Quando aprendi o Hangul, alfabeto coreano, e consegui entender os letreiros e ingredientes, meu coração se alegrou. E quando experimentei meu primeiro sogogi bibimpap (um popular prato à base de carne) e o japchae (noodles) quase chorei de prazer. Mas com o conhecimento as coisas ficam mais claras. Os óculos cor de rosa nunca deixaram meu rosto no primeiro ano ali. Mas, aos poucos, era lembrado como eu era.

No metrô, os assentos ao meu lado ficavam vazios. Em cafés normalmente lotados, eu tinha uma mesa inteira à minha disposição. E quando me candidatava a um emprego de professor, era informado de que os pais não queriam um negro para professor de seus filhos. E fissuras também começaram a surgir na minha relação com Tae Ho. Com frequência, ele estava cansado e não parecia muito dedicado às aulas de Inglês.

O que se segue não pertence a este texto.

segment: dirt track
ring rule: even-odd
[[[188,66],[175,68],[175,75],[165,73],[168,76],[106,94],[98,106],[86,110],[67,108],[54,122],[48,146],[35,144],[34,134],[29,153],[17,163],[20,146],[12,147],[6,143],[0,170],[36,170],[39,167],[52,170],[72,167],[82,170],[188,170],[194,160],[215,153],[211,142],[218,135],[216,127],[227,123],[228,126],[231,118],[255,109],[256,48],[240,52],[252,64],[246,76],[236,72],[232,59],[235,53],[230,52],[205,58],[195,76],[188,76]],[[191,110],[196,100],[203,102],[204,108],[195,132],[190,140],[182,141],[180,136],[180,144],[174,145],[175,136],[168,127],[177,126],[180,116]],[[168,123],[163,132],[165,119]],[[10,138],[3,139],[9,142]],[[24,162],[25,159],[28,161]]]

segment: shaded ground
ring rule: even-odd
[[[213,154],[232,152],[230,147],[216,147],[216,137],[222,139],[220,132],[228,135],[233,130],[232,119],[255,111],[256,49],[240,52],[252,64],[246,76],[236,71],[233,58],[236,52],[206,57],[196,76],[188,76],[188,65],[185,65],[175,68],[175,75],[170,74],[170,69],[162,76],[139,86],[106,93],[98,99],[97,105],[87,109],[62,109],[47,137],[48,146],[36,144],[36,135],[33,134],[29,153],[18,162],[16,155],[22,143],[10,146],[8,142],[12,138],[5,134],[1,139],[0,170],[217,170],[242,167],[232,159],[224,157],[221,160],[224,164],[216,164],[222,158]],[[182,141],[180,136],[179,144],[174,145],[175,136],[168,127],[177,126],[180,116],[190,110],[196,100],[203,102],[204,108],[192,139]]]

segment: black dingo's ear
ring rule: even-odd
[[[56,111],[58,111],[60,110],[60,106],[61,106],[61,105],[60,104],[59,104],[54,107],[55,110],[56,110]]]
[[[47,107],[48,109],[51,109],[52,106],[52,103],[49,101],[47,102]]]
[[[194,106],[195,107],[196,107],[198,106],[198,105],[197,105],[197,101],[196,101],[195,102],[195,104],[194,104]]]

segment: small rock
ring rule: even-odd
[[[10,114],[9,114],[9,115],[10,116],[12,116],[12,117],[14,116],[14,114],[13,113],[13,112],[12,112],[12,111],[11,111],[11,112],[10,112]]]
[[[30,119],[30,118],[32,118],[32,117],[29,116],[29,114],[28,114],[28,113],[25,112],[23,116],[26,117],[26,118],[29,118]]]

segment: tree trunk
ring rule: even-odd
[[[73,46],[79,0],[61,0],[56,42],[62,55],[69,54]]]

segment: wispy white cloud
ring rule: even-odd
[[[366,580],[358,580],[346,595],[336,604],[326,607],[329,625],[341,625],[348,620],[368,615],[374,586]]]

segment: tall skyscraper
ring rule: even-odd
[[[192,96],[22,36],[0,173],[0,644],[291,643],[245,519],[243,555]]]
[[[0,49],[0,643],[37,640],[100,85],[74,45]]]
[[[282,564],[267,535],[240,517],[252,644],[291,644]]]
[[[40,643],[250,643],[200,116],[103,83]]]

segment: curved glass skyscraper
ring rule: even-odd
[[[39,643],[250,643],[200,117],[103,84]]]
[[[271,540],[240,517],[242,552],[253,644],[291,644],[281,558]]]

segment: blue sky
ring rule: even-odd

Estava abrindo sua própria academia e talvez chegara à conclusão de que o inglês era desnecessário. Minhas mensagens de texto não eram respondidas até que, depois de ter decidido focar em outros clientes, ele me enviou um emoji para mostrar que estava pensando em mim. As coisas começaram a estabilizar na primavera e Tae Ho e eu, junto com sua mulher, começamos a nos ver mais, almoçando ou tomando um café no Starbucks.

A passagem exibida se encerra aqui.